🤖 AI Summary
This work addresses the challenge that large language model (LLM) agents in sequential decision-making often fail due to hallucination, while relying exclusively on high-performance LLMs incurs prohibitive computational costs. To mitigate this trade-off, the authors propose ReDAct, a dual-LLM framework that dynamically schedules reasoning by adaptively invoking a large LLM only when necessary. The decision is guided by uncertainty estimates from a smaller, more efficient model, combined with calibrated thresholds and conditional inference strategies. Evaluated on text-based embodied environments such as ALFWorld and MiniGrid, ReDAct achieves task success rates comparable to those of using the large LLM at every step, yet activates the large model in only 15% of decision steps, substantially reducing computational overhead.
📝 Abstract
Recently, LLM-based agents have become increasingly popular across many applications, including complex sequential decision-making problems.
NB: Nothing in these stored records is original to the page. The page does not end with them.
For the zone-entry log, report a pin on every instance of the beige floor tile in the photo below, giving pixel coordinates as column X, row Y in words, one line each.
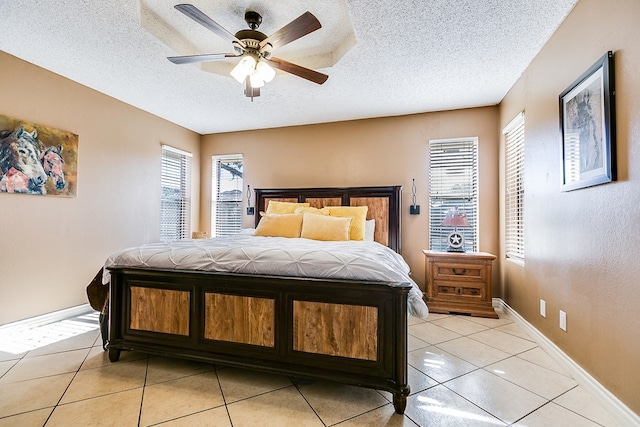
column 176, row 398
column 33, row 418
column 414, row 343
column 414, row 320
column 76, row 342
column 554, row 415
column 166, row 368
column 503, row 341
column 6, row 365
column 97, row 358
column 460, row 325
column 584, row 402
column 217, row 417
column 432, row 334
column 541, row 358
column 30, row 395
column 281, row 408
column 472, row 351
column 117, row 409
column 495, row 395
column 491, row 323
column 238, row 384
column 385, row 416
column 46, row 365
column 335, row 402
column 539, row 380
column 439, row 364
column 515, row 329
column 440, row 407
column 117, row 377
column 418, row 382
However, they inherit the tendency of LLMs to hallucinate, leading to incorrect decisions. In sequential settings, even a single mistake can irreversibly degrade the trajectory, making hallucinations an even bigger problem. Although larger LLMs hallucinate less, they incur a significantly higher per-token cost. In this paper, we address this tradeoff by proposing ReDAct (Reason-Defer-Act). In ReDAct, an agent is equipped with two LLMs: a small, cheap model used by default, and a large, more reliable but expensive model. When the predictive uncertainty of the small model exceeds a calibrated threshold, the decision is deferred to the large model. We evaluate our approach in text-based embodied environments such as ALFWorld and MiniGrid and show that deferring only about 15% of decisions to the large model can match the quality of using it exclusively, while significantly reducing inference costs.